Today is my 31st birthday. I’ve completed my 30th year challenge of not buying clothes for one year. It was difficult sometimes, but to be honest, it was a lot easier than I anticipated. Here are a few lessons learned:
Intentionality. I know I mentioned this before, but it’s the number one lesson I’ve learned this past year. I’ve become much more intentional with how I live. Not that I don’t still enjoy being spontaneous once in a while, I do, but I mean intentional in a broad sense of living with a purpose. I base my consumption more on need, than on want. I make sure it will serve a purpose, sometimes that purpose is simply spending a fun day with my family (we all need to have fun now and then), other times it’s strictly necessity.
Simplicity. I admit that in the past when I had spare time I would sometimes fill it by going shopping. It was a waste of time, truly. This last year, whenever I had spare time it was spent, writing, reading a good book, working in the garden, hiking, exercising or going to the beach with my family etc. All of these simple things brought me much more satisfaction than a new outfit ever did.

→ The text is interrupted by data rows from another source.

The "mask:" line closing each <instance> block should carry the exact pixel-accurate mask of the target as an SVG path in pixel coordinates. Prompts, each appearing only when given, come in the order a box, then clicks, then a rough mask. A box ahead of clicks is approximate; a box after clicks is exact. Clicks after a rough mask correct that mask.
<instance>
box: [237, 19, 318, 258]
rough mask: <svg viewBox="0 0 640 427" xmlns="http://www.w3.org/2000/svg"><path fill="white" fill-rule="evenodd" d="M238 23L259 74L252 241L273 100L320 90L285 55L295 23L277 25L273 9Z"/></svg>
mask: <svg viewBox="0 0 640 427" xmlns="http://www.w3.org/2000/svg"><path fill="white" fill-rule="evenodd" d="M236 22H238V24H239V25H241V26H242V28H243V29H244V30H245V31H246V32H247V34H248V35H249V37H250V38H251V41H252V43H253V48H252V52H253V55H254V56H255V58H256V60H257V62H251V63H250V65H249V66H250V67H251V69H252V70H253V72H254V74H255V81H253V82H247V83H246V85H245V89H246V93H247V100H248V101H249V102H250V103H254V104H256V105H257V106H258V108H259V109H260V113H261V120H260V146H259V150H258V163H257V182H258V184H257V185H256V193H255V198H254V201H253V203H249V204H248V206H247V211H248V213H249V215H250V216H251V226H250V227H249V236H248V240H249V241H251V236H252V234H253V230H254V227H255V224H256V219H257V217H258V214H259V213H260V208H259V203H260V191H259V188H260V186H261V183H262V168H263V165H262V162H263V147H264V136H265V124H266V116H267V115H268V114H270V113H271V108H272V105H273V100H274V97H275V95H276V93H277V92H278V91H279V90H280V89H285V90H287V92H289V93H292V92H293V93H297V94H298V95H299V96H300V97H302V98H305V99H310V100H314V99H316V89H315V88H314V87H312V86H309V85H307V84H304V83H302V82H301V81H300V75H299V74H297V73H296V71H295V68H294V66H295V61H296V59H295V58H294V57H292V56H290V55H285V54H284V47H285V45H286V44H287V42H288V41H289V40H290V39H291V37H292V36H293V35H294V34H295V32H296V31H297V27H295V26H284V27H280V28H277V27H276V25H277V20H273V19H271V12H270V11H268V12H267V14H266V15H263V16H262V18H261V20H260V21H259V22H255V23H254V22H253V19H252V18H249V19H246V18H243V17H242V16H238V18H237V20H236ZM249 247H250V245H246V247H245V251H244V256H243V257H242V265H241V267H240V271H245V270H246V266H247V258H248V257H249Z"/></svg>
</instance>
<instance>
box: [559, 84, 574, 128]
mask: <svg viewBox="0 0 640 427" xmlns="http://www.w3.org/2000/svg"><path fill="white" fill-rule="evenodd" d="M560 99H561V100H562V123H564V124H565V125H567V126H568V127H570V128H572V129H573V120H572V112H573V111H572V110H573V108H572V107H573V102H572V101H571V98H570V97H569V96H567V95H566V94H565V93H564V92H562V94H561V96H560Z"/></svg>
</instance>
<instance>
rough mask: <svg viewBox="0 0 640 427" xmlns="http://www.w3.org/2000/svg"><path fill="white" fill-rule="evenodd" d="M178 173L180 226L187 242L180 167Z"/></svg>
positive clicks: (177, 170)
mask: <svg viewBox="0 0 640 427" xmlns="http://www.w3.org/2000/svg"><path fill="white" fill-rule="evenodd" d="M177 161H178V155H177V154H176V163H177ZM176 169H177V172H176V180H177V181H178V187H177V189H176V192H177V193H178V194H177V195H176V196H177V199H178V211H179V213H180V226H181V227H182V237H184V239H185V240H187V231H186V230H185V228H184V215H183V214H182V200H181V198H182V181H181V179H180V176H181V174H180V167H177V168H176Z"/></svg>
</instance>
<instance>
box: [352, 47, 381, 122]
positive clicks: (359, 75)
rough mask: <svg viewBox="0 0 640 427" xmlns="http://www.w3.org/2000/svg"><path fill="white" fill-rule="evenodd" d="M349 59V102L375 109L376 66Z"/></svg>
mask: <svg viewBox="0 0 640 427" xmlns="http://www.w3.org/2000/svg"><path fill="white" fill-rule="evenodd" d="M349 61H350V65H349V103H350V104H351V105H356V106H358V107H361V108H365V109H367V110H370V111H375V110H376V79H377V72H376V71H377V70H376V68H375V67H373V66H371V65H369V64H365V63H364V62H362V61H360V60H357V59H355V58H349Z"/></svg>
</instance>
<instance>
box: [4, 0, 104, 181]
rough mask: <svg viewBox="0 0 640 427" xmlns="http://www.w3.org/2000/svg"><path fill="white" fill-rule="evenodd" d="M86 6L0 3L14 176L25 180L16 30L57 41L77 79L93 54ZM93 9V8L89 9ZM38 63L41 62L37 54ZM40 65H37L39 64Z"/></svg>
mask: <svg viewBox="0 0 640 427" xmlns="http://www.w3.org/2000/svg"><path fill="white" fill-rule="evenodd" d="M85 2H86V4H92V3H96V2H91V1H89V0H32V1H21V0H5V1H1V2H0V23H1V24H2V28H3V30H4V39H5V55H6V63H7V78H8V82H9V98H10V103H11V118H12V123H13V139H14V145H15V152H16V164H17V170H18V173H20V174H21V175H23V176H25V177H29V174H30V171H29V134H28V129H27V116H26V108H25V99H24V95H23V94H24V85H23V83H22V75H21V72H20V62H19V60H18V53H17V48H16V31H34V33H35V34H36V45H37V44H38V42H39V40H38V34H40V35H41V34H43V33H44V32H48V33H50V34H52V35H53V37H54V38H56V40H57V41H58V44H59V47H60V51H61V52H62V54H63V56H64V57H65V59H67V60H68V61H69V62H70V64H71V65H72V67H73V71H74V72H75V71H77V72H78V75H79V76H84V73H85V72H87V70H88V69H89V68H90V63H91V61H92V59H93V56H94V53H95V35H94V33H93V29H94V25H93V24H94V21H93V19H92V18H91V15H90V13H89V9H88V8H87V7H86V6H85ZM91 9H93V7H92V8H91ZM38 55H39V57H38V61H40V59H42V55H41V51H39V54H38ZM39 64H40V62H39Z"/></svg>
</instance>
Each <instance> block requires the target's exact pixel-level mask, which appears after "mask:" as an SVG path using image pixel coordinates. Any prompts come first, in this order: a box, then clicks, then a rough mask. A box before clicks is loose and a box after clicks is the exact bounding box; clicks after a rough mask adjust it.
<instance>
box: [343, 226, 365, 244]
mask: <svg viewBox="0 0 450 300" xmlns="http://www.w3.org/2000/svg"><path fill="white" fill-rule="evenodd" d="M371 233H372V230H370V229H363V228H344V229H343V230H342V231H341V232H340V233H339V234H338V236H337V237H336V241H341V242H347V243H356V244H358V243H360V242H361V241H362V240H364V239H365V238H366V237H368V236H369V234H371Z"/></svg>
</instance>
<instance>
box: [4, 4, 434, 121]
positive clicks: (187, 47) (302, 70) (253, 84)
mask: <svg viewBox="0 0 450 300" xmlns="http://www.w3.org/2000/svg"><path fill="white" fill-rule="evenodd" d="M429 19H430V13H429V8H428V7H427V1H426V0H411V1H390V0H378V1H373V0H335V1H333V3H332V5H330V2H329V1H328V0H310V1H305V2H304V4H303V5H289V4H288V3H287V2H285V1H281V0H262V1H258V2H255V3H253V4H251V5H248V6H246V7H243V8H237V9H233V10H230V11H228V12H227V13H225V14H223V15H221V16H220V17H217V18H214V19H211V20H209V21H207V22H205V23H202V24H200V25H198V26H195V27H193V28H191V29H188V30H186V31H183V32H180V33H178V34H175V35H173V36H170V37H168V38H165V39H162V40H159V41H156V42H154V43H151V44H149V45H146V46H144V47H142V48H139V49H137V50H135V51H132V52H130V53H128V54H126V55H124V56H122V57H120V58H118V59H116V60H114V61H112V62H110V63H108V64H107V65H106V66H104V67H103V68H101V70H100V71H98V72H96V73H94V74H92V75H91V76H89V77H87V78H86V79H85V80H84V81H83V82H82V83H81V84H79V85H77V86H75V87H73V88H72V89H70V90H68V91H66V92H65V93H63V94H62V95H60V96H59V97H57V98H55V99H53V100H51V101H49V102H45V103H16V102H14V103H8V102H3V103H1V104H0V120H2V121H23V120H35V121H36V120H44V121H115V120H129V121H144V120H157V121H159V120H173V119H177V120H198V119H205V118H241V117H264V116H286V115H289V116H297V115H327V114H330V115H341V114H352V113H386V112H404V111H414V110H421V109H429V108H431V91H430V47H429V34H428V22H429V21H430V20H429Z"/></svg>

Embracing Imperfection. Since I couldn’t replace damaged clothing, I learned to be okay with a little stain or hole in a few articles of clothing. I learned to not care so much. This attitude overflowed to other aspects of my life as well, like standing up for what I believe in, whether or not it’s popular within my circle of community. We are all imperfect people with different life experiences and opinions and in the end I don’t care how I look, as long as I can extend God’s love to the people around me. Embracing imperfection has helped me stop comparing myself to others and accept myself the way I am. It’s incredible the amount of freedom that comes when you don’t care about trends or about making everyone and their mom like you.

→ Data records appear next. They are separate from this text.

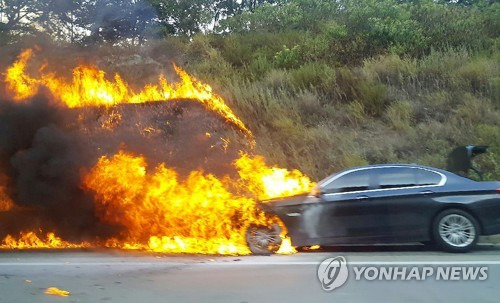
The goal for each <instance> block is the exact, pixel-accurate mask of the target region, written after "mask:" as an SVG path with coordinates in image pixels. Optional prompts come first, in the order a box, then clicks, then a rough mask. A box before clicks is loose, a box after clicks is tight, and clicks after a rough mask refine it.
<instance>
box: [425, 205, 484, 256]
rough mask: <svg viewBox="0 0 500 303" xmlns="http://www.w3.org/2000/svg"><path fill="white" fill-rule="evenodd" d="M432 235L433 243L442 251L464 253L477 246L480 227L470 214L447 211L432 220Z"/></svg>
mask: <svg viewBox="0 0 500 303" xmlns="http://www.w3.org/2000/svg"><path fill="white" fill-rule="evenodd" d="M432 235H433V240H434V241H433V242H434V243H435V244H436V245H437V246H438V247H439V248H441V249H442V250H444V251H447V252H452V253H464V252H468V251H470V250H471V249H472V248H473V247H474V246H475V245H476V244H477V241H478V240H479V235H480V227H479V223H478V222H477V220H476V219H475V218H474V217H473V216H472V215H471V214H470V213H468V212H466V211H463V210H461V209H447V210H444V211H442V212H441V213H439V214H438V215H437V216H436V218H435V219H434V222H433V226H432Z"/></svg>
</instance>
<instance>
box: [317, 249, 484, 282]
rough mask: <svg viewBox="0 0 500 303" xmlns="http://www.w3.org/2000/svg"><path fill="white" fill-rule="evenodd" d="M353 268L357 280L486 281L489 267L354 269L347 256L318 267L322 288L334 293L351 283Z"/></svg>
mask: <svg viewBox="0 0 500 303" xmlns="http://www.w3.org/2000/svg"><path fill="white" fill-rule="evenodd" d="M350 268H352V272H353V273H354V280H355V281H360V280H363V281H425V280H434V281H484V280H486V279H488V267H486V266H441V265H439V266H418V265H417V264H414V265H412V264H411V263H405V264H404V265H401V264H398V263H397V262H396V263H391V262H388V263H387V264H385V265H381V266H350V267H348V264H347V260H346V259H345V257H343V256H338V257H333V258H328V259H325V260H323V262H321V263H320V265H319V267H318V279H319V282H320V283H321V288H323V290H325V291H332V290H334V289H337V288H339V287H340V286H342V285H344V284H345V283H346V282H347V278H348V277H349V269H350Z"/></svg>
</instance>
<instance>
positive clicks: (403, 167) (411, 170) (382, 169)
mask: <svg viewBox="0 0 500 303" xmlns="http://www.w3.org/2000/svg"><path fill="white" fill-rule="evenodd" d="M374 173H375V174H376V176H377V179H378V185H379V187H380V188H382V189H384V188H399V187H409V186H416V185H417V178H416V173H415V169H413V168H409V167H408V168H407V167H384V168H379V169H377V170H376V172H374Z"/></svg>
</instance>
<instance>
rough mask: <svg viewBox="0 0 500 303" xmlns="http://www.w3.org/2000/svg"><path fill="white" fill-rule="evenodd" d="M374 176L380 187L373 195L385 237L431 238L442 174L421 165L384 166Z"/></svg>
mask: <svg viewBox="0 0 500 303" xmlns="http://www.w3.org/2000/svg"><path fill="white" fill-rule="evenodd" d="M373 180H374V182H375V184H376V189H375V190H373V191H371V192H370V194H369V196H370V203H371V205H372V207H371V209H372V211H373V212H374V213H375V214H376V217H377V220H378V223H377V228H376V229H375V230H377V232H378V233H379V235H380V236H381V239H385V240H388V241H412V240H416V241H418V240H421V239H423V238H427V236H428V235H427V233H428V227H429V224H430V220H432V213H433V212H434V207H435V203H434V202H433V199H434V197H435V195H436V192H435V190H436V189H435V187H437V186H438V185H439V184H440V182H441V180H442V177H441V175H439V174H438V173H436V172H432V171H429V170H425V169H421V168H418V167H383V168H378V169H376V170H373Z"/></svg>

Here’s a few of the things I did buy this last year:
- New sock and undies.
- I bought myself a red beaded necklace for Easter, because I wanted a pop of color to celebrate the day.
- A couple weeks ago I bought a new skirt in preparation for a wedding reception I’ll be attending the day after my birthday. I won’t wear it until then.
- A new pair of sandals ($3 on sale!) because our kitten decided my old ones were a good chew toy.
- Yesterday, I bought a new pair of shoes because all of my old pairs (except for my boots) are falling apart, literally.
So, that’s it. In the last year I managed to only buy a few pieces of clothing and mainly out of necessity.
Now, it’s another year and I’ve decided to give myself a new challenge. I think it’s important to continue to learn as we age, I never want to become stagnant in life, so this year my challenge is to write everyday. I thought of the things I’m passionate about and where I want to improve and landed on writing. I enjoy it and hate it at the same time. I enjoy the result of writing, i.e. processing my emotions and having a record of things I’ve learned and experienced, but I sometimes hate the actual sitting and writing part. This challenge is about self-discipline and trying to be better at something. I’m sure there will be days when I only pen a couple lines in my journal, but nonetheless, I’ll be saving a thought or idea for when my creative juices are flowing.